DOJ Should Not Withhold Information From Defense in High-Profile Leak Case
Lawyers for Stephen Jin-Woo Kim, a former federal contractor employee accused of unlawfully disclosing sensitive information, recently filed a motion in the U.S. District Court for the District of Columbia criticizing the government’s withholding of information in the case and asking the court to order the government to produce the documents. The government should not be permitted to withhold this type of valuable, discoverable information from the defense in this “leak” case.
Kim was indicted in August 2010 with unlawfully disclosing national defense information to a reporter for a national news organization and making false statements to the FBI. If convicted, Kim faces up to 10 years in prison for unlawful disclosure of national defense information and up to five years in prison for making false statements. Kim was an employee of a federal contractor who was on detail at the State Department at the time of the alleged disclosure of classified information in June 2009.
Prosecutors in the case have said that Kim’s trial is not likely to occur until 2013.

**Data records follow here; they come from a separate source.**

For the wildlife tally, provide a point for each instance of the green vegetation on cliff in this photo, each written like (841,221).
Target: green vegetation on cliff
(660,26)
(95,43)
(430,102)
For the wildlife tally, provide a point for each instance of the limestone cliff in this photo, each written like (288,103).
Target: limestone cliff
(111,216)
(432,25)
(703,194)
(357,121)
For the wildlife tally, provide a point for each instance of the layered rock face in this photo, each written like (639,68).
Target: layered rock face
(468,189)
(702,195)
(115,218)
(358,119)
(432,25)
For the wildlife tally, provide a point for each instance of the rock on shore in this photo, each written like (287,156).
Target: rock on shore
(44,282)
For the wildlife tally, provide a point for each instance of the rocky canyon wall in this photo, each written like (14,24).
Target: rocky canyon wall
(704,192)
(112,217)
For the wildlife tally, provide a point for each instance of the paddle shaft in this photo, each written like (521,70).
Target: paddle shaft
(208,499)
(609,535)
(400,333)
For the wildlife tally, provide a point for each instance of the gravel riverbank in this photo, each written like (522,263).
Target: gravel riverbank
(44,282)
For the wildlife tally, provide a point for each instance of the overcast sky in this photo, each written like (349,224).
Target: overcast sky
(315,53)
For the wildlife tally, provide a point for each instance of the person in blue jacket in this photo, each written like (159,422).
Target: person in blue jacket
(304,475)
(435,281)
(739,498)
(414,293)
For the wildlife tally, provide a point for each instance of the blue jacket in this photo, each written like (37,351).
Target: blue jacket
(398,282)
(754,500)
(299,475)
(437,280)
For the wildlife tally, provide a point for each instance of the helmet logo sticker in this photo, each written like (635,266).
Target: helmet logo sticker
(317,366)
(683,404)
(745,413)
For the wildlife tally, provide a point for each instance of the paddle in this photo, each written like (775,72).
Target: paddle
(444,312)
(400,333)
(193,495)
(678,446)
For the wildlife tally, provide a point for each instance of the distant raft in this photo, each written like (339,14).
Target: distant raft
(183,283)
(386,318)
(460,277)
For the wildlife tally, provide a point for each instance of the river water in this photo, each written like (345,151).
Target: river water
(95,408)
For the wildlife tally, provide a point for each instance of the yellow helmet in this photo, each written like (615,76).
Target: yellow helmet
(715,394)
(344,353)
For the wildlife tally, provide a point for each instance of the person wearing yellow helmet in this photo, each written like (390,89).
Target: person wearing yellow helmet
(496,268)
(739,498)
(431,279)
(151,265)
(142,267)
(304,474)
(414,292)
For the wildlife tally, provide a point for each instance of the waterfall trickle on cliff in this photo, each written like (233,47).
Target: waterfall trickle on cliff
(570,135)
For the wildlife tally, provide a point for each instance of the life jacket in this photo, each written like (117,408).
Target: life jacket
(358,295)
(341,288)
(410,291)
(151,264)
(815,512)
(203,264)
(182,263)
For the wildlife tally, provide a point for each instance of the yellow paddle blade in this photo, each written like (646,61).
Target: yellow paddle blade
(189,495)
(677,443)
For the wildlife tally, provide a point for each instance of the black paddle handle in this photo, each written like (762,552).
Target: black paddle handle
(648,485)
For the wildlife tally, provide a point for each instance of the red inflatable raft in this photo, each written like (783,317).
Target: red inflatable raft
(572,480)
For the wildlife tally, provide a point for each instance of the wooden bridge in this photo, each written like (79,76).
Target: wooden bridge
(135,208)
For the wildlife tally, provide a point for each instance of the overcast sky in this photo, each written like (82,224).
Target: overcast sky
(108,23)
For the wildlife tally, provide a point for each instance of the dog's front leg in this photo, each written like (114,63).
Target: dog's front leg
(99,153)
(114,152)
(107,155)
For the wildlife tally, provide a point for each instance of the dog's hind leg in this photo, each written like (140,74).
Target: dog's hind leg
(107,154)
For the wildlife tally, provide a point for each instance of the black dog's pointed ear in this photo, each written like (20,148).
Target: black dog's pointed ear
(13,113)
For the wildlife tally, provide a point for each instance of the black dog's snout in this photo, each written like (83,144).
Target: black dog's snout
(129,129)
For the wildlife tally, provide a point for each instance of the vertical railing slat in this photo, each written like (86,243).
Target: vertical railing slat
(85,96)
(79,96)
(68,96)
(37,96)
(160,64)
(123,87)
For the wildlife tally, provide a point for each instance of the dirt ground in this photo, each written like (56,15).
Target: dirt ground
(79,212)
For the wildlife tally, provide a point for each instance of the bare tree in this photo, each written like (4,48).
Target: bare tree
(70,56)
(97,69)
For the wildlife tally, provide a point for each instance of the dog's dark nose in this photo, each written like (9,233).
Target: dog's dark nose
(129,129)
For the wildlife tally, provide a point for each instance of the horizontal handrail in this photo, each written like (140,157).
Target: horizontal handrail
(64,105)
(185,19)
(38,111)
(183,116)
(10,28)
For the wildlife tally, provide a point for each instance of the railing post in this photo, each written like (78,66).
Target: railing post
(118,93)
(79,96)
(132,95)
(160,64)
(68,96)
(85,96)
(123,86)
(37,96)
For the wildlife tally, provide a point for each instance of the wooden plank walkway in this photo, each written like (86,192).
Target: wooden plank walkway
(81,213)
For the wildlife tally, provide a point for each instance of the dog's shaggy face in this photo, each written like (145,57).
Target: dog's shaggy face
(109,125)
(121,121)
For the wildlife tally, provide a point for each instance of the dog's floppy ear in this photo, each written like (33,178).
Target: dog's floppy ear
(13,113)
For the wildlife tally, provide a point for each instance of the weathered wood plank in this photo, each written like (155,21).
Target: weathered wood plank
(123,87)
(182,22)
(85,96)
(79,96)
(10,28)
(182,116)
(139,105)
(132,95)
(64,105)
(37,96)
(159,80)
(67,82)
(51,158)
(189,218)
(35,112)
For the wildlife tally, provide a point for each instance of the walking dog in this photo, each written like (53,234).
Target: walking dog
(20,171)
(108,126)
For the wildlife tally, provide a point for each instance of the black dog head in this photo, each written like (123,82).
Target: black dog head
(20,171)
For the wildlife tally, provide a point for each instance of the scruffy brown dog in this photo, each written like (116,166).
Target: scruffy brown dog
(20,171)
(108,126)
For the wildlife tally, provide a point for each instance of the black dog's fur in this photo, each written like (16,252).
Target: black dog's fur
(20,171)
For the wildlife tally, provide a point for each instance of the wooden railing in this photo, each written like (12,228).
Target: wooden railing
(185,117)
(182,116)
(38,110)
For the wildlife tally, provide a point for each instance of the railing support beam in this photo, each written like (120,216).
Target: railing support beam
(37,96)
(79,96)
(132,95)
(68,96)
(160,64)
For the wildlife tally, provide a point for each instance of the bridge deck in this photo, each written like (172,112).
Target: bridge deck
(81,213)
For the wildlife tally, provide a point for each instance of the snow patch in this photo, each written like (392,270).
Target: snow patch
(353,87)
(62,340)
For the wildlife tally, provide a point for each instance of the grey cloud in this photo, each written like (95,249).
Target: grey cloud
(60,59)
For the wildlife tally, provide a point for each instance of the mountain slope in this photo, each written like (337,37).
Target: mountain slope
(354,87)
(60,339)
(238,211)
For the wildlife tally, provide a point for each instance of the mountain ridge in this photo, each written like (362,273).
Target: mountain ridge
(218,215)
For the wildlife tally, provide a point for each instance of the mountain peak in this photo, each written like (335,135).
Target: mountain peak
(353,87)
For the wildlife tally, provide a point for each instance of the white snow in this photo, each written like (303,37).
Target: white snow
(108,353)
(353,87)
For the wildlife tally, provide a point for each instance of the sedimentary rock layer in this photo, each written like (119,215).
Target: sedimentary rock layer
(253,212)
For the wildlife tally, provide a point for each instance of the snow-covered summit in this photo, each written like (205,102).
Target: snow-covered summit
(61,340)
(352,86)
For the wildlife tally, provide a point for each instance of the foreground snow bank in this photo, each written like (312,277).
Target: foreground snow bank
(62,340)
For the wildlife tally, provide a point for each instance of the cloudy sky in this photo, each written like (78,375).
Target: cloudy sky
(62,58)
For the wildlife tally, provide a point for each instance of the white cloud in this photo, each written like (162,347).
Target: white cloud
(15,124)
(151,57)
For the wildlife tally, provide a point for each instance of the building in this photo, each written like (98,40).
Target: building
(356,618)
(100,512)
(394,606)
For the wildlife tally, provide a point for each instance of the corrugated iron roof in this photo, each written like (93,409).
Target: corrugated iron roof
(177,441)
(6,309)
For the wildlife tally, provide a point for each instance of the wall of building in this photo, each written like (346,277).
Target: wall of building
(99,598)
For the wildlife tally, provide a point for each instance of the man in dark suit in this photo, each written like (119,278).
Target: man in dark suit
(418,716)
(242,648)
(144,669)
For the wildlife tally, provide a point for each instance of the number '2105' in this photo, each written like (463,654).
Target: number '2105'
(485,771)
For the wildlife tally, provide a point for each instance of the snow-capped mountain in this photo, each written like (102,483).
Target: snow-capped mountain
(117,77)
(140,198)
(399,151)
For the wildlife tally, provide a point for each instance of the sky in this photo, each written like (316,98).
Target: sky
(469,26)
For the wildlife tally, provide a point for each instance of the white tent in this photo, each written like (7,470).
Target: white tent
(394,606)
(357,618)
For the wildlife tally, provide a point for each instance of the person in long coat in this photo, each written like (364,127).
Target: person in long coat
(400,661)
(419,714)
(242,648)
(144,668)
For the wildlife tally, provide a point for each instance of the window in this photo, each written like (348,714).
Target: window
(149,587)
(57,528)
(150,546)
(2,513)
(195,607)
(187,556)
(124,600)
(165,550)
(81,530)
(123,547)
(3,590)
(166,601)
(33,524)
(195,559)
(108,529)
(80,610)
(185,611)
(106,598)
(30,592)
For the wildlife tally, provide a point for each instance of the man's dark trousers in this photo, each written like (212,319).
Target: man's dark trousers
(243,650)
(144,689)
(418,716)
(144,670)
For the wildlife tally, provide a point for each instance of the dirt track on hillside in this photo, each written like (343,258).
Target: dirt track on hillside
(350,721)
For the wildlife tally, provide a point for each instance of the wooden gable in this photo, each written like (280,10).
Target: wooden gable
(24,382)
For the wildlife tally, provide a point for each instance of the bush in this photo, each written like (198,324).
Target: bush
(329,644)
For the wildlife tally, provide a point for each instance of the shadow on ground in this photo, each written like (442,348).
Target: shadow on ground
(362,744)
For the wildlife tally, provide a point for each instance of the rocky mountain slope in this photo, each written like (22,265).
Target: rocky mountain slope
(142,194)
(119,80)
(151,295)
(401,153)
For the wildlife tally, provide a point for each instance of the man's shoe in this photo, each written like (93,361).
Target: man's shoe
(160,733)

According to the indictment, in June 2009, Kim knowingly and willfully disclosed to a national news reporter “Top Secret-Sensitive Compartmented Information” that concerned the military capabilities of a foreign nation and intelligence that “could be used to the injury of the United States.” The indictment further alleges that, in September 2009, Kim made false statements to the FBI when he denied having any contact with the reporter since a meeting in March 2009. The government alleges that he has had repeated contact with the reporter in the months following the meeting.
The indictment was part of a series of investigations by the federal government into unauthorized information leaks to media outlets during the Obama administration. After the announcement of the indictment, lawyers for Kim criticized the government for criminalizing an occurrence “that happens hundreds of times a day in Washington.”
Discovery in the case began in October 2010 and is continuing. Recently, without prior notice to defense counsel, the government filed a motion seeking the court’s permission to withhold otherwise discoverable classified information from defense counsel. In its motion, the government sought an ex parte review, even though lawyers for Kim all had security clearances and classified discovery had been ongoing for close to two years subject to a protective order. Counsel for Kim noted that over the past 22 months, the Department of Justice has produced over 3,000 pages of classified material to Kim’s legal team.
The government should not be permitted to withhold discoverable information without making a strong showing that there is a need to do so. Here, the government has made no showing and has “not provided defense counsel with any information about the nature or subject” of the information withheld, defense counsel say. Especially given the protective order and the security clearances of Kim’s counsel, it seems inexcusable to allow the government to continue to withhold information without justification.